Vous me direz qu’on ne sait jamais ce qu’un prêtre a pu inventer dans sa dernière célébration, (il est vrai, hélas) étant présumée totalement bonne son intention ; là-dessus je suis résolument thomiste, c’est-à-dire externiste, un homme ayant l’intention de faire tout bonnement ce qu’il fait. Nous n’avons pas, salvo meliore judicio, à juger de cette hypothèse qui ne tient compte que de la circonstance invérifiable pour nous en tenir à la règle moralement probable. Je vous rappelle qu’une probabilité, au sens thomiste, est largement suffisante et même contraignante de l’agir moral. La conclusion est claire et sans discussion possible, mis de côté les simples états d’âmes : la vénération et l’utilisation des espèces eucharistiques est équivalente eu égard à leur consécration dans l’ancien ou le nouveau rite. Ce qui, encore une fois, ne dit rien sur la différence théologique profonde des deux rites eux-mêmes. Je suis prêt à me rétracter sur ce point si quelqu’un parvient à me démonter le contraire, à savoir que : la nouvelle messe étant reconnue comme valide et compte tenu des règles de la morale ci-dessus rappelées, il faille vouer aux espèces eucharistiques un culte (de latrie) différent selon le rite de la messe qui les confectionnent.
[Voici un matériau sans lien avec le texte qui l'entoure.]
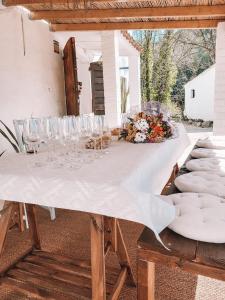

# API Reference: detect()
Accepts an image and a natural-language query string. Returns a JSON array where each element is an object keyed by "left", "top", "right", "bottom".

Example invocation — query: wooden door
[
  {"left": 63, "top": 37, "right": 79, "bottom": 116},
  {"left": 89, "top": 62, "right": 105, "bottom": 115}
]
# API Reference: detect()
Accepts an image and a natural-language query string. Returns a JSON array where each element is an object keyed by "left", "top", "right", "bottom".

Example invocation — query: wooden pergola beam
[
  {"left": 3, "top": 0, "right": 68, "bottom": 5},
  {"left": 51, "top": 20, "right": 220, "bottom": 31},
  {"left": 3, "top": 0, "right": 157, "bottom": 4},
  {"left": 30, "top": 5, "right": 225, "bottom": 20}
]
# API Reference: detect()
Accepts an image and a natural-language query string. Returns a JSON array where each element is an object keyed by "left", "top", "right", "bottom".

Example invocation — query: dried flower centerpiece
[{"left": 120, "top": 112, "right": 173, "bottom": 143}]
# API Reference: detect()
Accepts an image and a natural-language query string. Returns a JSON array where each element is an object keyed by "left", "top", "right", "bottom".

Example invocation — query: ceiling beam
[
  {"left": 30, "top": 5, "right": 225, "bottom": 20},
  {"left": 3, "top": 0, "right": 68, "bottom": 4},
  {"left": 51, "top": 19, "right": 221, "bottom": 31},
  {"left": 3, "top": 0, "right": 155, "bottom": 4}
]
Vous noterez au passage que vous ne pouvez soupçonner l’intention du célébrant qu’en cas de difformité du rite lui-même (toujours la thèse thomiste). Ceci valant pour tout rite. Dès lors, si vous affirmez que le rite, quel qu’il soit, est valide, vous vous interdisez de juger de l’intention du célébrant au regard de la confection véritable de la présence réelle et du renouvellement du sacrifice du Seigneur, accomplis dans le même acte, comme on sait. C’est la validité du rite qui est ici seule en jeu. La perversité de l’intention (qui peut aller jusqu’aux messes noires !) n’a rien à voir avec notre débat. Que cela vous plaise ou non, vous devriez adorer le Seigneur dans le fruit eucharistique d’une messe noire célébrée par un prêtre validement ordonné, ayant l’intention de faire ce que fait l’Eglise et qui, évidemment, utilise un rite valide.
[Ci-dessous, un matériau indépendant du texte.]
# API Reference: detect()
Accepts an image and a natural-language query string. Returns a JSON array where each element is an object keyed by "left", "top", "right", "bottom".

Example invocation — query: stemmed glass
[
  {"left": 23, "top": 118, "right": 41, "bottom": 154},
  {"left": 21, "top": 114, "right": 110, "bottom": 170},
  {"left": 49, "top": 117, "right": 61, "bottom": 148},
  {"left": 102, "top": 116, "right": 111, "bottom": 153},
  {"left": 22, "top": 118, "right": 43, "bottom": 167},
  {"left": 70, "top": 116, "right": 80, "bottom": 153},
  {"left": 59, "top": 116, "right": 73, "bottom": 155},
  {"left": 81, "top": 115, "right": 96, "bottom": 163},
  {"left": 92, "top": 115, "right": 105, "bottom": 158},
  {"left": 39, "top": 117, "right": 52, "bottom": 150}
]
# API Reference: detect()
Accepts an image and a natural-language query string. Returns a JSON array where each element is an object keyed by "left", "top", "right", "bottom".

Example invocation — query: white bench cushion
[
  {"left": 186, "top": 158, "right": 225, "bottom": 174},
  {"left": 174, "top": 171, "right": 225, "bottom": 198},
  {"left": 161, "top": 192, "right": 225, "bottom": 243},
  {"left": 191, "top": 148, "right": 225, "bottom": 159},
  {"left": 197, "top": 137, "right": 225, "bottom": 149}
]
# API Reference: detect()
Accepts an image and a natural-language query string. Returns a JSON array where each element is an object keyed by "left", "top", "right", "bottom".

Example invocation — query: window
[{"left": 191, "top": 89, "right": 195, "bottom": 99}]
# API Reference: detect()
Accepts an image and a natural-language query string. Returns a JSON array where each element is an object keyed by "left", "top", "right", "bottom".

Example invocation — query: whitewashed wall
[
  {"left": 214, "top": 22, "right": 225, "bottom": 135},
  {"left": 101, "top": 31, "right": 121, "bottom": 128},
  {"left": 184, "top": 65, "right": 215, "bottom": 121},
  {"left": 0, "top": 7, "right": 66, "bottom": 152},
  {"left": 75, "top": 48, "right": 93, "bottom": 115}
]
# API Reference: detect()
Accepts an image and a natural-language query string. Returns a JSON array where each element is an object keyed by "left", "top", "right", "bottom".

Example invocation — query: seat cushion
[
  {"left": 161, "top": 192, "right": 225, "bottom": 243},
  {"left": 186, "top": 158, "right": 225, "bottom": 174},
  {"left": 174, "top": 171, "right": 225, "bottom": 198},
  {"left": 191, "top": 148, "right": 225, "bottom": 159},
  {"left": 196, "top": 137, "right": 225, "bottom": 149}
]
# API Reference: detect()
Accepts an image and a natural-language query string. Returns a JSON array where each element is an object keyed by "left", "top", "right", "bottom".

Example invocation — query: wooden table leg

Vous pouvez constater que l’I.B.P, la Fraternité saint Pie X et tous les théologiens catholiques tiennent et doivent tenir le même langage qui est celui de la théologie catholique et de son Docteur Commun : Saint Thomas d’Aquin. Il n’y a que ceux qui tiennent la nouvelle messe pour invalide qui peuvent avoir un comportement différent. Mais nous embarquerions là, cher ami, sur une nouvelle galaxie qui a ceci de particulier que ses habitants, extra-terrestres inavoués et crypto-sedevacantistes notoires n’osent plus, Dieu merci, soutenir leur thèse. Quand j’étais plus jeune quelques- uns s’y risquaient fièrement, comme cette femme courageuse qui en fit une brochure, Maria Davidoglou, ou encore le père Barbara. Ils sont excusables car, à l’époque, on pouvait sérieusement se demander ce qui pouvait se passer dans la tête des curés. Que Dieu ait leurs âmes !
Vous avez la position du bon sens et de la Théologie catholique : gardez-là.